Mais le projet ne se limite pas à ces deux emplacements : il vise à équiper plus de 25 sites dans le monde en s’appuyant sur un partenaire. L’opérateur Orange a été retenu, sa présence géographique correspondant bien à celle de TotalEnergies, notamment dans les territoires européens. Ce chantier de plusieurs millions d’euros durera plusieurs mois. « C’est un moyen d’optimiser et de suivre la production en temps réel avec des technologies plus avancées que celles utilisées aujourd’hui », note un connaisseur.
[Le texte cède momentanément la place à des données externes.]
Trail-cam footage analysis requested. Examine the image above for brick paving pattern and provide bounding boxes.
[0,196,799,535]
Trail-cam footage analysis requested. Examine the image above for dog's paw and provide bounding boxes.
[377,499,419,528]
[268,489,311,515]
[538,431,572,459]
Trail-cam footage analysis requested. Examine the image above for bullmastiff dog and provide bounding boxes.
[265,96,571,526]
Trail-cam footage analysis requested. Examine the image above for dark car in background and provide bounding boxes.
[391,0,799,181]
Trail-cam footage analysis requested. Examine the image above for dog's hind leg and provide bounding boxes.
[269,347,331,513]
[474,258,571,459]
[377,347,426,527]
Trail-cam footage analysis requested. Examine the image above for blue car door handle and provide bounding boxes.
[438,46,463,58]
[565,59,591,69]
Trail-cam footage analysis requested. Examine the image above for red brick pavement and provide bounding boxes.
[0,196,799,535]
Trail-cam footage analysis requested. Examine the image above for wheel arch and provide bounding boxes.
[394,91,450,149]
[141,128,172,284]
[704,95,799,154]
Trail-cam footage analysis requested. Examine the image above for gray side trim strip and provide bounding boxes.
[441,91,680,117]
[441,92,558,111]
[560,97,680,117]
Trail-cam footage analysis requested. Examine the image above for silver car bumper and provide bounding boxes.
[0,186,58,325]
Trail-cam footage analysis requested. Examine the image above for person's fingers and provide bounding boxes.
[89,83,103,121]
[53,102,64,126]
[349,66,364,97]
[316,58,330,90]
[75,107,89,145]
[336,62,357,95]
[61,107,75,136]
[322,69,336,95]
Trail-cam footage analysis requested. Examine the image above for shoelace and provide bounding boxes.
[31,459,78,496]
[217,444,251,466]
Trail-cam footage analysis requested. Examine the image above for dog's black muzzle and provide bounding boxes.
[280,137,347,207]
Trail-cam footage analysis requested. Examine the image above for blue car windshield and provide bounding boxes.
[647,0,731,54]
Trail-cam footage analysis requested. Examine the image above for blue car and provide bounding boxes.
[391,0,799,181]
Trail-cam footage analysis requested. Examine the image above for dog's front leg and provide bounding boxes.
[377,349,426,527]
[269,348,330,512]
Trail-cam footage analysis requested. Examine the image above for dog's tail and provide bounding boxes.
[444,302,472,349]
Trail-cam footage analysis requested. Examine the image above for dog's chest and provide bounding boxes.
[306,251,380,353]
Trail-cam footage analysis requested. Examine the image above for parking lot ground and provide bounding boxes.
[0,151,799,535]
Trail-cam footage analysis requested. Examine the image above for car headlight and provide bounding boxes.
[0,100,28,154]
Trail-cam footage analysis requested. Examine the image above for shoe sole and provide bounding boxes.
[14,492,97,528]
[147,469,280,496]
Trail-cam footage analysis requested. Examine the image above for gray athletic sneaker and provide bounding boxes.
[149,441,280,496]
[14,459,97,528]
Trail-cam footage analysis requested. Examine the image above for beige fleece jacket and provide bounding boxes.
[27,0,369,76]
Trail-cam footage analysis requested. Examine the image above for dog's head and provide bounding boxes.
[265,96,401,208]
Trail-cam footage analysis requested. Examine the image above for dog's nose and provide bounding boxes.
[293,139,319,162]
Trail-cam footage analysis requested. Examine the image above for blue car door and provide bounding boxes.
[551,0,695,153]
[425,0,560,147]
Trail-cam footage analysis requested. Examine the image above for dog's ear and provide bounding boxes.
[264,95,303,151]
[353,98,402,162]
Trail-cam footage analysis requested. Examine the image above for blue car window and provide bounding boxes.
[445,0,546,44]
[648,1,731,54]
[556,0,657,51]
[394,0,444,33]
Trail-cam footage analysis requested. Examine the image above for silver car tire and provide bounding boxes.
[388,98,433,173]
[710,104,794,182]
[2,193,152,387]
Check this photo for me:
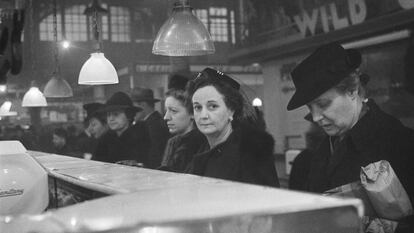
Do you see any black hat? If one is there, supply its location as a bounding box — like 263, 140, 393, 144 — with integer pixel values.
196, 67, 240, 90
131, 87, 160, 103
103, 92, 142, 112
287, 43, 361, 110
83, 102, 105, 122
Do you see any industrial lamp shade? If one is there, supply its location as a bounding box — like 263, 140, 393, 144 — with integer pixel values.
22, 86, 47, 107
43, 75, 73, 98
152, 0, 215, 56
78, 52, 118, 85
0, 100, 17, 117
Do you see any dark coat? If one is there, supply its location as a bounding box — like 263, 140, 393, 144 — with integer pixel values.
189, 127, 279, 187
75, 131, 98, 157
92, 122, 151, 166
144, 111, 170, 168
289, 149, 314, 191
308, 100, 414, 228
160, 128, 207, 172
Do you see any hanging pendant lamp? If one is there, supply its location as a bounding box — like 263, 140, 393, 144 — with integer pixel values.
22, 81, 47, 107
0, 100, 17, 117
78, 52, 118, 85
78, 0, 119, 85
152, 0, 215, 56
43, 0, 73, 98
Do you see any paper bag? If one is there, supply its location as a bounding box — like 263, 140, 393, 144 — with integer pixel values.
323, 181, 377, 217
360, 160, 413, 220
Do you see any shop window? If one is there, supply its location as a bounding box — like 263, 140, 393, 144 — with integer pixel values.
39, 14, 62, 41
195, 7, 235, 43
109, 6, 131, 42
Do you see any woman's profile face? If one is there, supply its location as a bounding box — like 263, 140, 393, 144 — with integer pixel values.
106, 110, 129, 132
89, 117, 107, 138
192, 86, 234, 136
307, 88, 358, 136
164, 96, 193, 134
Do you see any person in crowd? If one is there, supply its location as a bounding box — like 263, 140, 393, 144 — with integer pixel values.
131, 87, 170, 168
93, 92, 150, 166
188, 68, 279, 187
52, 128, 73, 155
76, 103, 108, 159
159, 89, 206, 172
287, 43, 414, 231
86, 103, 109, 139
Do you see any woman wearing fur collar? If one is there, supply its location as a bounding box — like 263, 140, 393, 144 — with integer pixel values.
188, 68, 279, 187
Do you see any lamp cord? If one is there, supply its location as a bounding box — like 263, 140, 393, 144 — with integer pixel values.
53, 0, 60, 75
92, 7, 102, 52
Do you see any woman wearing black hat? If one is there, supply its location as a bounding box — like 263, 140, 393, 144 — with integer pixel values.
287, 43, 414, 229
188, 68, 279, 187
93, 92, 150, 166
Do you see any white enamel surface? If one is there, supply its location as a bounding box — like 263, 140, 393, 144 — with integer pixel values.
48, 182, 358, 230
6, 152, 362, 232
0, 141, 49, 215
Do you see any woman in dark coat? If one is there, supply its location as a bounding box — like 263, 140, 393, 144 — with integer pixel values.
159, 89, 206, 172
287, 43, 414, 232
93, 92, 150, 166
188, 68, 279, 187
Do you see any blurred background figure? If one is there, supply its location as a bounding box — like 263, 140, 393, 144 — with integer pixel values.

Interrogés, ni TotalEnergies, ni Orange n’ont souhaité faire de commentaires.

Certains de ses concurrents ont déjà basculé, comme Shell dans le Golf du Mexique et ExxonMobil sur sa plateforme pétrolière d’Hebron (Canada). Plus récemment, le brésilien Petrobras a annoncé sa volonté d’équiper 49 sites de cette technologie d’ici à 2024 afin, notamment, de contrôler à distance les drones et des robots industriels.

Le groupe dirigé par Patrick Pouyanné va s’appuyer sur les antennes de l’équipementier suédois Ericsson. Hors de question d’utiliser celles du chinois Huawei, des soupçons d’espionnage pesant sur la société. Aucun opérateur d’importance vital (OIV), organisme jugé essentiel au fonctionnement de la nation, ne peut prendre ce risque. La liste des OIV est protégée par le secret défense et concerne des entreprises œuvrant dans les domaines critiques comme les transports, les télécommunications ou encore l’énergie. A coup sûr, TotalEnergies en fait partie.

En France, EDF a lui aussi décidé de doter d’un réseau mobile 4G/5G certaines de ses infrastructures comme des centrales nucléaires ou des parcs éoliens. Et Hub One, filiale d’Aéroports de Paris, a déployé en octobre 2021 le sien à Paris-Charles de Gaulle, Orly et le Bourget. Il permet de réaliser des opérations de maintenance à distance, de tracer les bagages, etc…

Afin de pousser à l’adoption de la 5G industrielle, qui peine à décoller, le gouvernement a commandé un rapport à Philippe Herbert, expert au sein du pôle de compétitivité Cap Digital. Le document, remis en mars dernier, s’est traduit par diverses mesures : faciliter l’accès aux fréquences, lancer un appel à projets franco-allemand ou encore créer un campus Fablab 5G pour y réunir tous les acteurs concernés.